Si sarebbe reso responsabile di una serie di abusi sessuali su una paziente minorenne, nel periodo in cui la ragazza era ricoverata in una struttura sanitaria di Pozzuoli, approfittando delle condizioni di inferiorità della vittima: è la pesante accusa di cui dovrà rispondere un operatore sanitario, finito in manette in esecuzione di una ordinanza di custodia cautelare in carcere.
Il provvedimento per violenza sessuale aggravata su minore, emesso dal gip del Tribunale di Napoli, è stato eseguito dai carabinieri della stazione di Monte di Procida e arriva al termine delle indagini coordinate dalla Procura di Napoli (IV Sezione, Fasce Deboli) e delegate ai militari dell'Arma.

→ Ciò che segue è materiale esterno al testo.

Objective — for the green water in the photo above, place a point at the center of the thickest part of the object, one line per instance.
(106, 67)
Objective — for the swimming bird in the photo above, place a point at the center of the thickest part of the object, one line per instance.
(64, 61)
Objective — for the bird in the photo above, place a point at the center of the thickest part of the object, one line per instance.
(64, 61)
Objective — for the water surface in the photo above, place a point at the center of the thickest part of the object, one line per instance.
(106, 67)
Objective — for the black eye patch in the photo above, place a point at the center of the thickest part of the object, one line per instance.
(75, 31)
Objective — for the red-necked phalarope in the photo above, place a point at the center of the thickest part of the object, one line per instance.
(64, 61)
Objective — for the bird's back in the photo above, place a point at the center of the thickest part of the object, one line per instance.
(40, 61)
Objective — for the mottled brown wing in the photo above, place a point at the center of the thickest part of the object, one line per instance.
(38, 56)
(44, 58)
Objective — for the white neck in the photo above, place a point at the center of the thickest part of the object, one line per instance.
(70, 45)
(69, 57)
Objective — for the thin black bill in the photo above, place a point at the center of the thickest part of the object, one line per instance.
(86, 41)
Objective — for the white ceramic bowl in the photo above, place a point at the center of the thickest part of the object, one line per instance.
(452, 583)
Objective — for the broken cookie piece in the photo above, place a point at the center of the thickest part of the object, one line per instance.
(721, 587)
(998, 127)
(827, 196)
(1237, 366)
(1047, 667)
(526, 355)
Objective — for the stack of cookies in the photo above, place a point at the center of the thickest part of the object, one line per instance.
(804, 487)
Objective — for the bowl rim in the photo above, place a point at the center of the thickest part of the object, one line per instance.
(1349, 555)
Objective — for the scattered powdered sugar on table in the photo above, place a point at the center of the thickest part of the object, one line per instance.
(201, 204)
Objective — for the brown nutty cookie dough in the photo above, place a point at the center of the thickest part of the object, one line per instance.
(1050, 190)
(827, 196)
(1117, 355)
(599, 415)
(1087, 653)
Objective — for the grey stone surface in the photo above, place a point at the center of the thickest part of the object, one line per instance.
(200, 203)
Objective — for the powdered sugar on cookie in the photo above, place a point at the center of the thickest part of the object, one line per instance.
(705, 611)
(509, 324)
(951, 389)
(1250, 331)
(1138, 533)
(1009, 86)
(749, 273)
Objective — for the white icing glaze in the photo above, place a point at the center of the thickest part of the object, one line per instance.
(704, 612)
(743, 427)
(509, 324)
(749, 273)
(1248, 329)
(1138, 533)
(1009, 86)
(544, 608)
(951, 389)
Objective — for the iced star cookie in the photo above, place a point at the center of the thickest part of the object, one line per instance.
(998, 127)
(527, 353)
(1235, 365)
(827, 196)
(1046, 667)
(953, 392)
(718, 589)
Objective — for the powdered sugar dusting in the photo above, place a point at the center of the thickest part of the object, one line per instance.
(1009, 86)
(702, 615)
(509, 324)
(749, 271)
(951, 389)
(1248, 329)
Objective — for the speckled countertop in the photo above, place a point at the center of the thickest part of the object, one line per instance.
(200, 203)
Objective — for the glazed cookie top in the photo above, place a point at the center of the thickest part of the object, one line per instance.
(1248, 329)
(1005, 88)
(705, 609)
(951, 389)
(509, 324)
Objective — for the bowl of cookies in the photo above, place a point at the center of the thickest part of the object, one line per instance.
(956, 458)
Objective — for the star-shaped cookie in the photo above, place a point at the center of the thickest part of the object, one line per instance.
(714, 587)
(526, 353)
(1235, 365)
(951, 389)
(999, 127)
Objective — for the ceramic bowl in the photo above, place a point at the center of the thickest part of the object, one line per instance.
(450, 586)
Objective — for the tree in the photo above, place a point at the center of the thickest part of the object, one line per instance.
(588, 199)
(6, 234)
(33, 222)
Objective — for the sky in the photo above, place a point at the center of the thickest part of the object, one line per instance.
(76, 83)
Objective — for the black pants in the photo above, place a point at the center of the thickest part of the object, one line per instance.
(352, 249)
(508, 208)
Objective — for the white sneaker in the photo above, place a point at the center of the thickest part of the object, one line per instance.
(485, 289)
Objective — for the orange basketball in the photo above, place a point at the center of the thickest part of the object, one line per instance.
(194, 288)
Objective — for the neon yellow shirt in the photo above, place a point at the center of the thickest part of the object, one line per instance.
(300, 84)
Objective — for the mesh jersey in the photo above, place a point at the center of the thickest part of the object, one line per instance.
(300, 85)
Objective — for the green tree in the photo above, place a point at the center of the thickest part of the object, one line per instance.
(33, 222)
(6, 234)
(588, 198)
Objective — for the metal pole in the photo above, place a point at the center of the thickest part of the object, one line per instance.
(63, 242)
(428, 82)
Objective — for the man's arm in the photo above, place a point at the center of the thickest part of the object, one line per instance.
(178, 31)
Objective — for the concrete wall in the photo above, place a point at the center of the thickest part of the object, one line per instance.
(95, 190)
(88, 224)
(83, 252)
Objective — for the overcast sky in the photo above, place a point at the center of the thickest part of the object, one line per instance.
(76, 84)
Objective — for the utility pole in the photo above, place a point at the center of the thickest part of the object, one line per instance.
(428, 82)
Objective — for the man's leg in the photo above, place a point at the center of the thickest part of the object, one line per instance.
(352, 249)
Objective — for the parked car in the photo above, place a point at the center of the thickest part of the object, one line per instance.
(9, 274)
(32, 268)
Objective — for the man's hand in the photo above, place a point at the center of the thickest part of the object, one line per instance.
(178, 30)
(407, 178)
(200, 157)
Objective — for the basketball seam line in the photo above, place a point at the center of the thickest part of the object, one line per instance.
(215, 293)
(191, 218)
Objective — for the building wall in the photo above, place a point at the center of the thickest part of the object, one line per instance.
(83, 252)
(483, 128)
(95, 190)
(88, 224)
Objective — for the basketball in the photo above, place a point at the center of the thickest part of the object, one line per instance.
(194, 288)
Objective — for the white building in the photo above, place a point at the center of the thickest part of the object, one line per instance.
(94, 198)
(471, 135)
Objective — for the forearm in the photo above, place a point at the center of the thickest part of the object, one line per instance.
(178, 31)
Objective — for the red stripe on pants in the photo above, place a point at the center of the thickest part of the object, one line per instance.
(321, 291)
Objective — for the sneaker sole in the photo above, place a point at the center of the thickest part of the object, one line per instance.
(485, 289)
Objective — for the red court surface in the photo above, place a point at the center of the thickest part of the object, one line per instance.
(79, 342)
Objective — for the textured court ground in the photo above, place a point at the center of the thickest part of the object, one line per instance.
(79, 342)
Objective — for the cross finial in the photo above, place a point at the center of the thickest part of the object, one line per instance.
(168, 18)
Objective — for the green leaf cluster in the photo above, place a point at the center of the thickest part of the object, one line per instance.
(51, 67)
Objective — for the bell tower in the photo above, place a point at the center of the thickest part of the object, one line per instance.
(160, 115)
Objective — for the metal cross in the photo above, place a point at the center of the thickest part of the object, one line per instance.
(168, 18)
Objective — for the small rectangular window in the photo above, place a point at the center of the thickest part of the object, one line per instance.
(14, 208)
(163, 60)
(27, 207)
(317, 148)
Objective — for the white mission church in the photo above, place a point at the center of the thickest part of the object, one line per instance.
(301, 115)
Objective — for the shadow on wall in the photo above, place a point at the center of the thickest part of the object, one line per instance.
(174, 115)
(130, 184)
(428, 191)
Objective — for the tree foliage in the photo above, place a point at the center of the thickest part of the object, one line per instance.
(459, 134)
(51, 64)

Gli accertamenti sono partiti a seguito della denuncia della giovane, che ha raccontato di avere subìto violenze sessuali in più occasioni durante il ricovero.
Dalle indagini, svolte anche attraverso l'analisi di dispositivi informativi, accesso ai contenuti digitali e assunzione di dichiarazioni testimoniali, è emerso un grave quando indiziario nei confronti dell'operatore socio sanitario, ritenuto responsabile di reiterate violenze sessuali ai danni della vittima, commesse abusando delle sue condizioni di inferiorità fisica e psichica.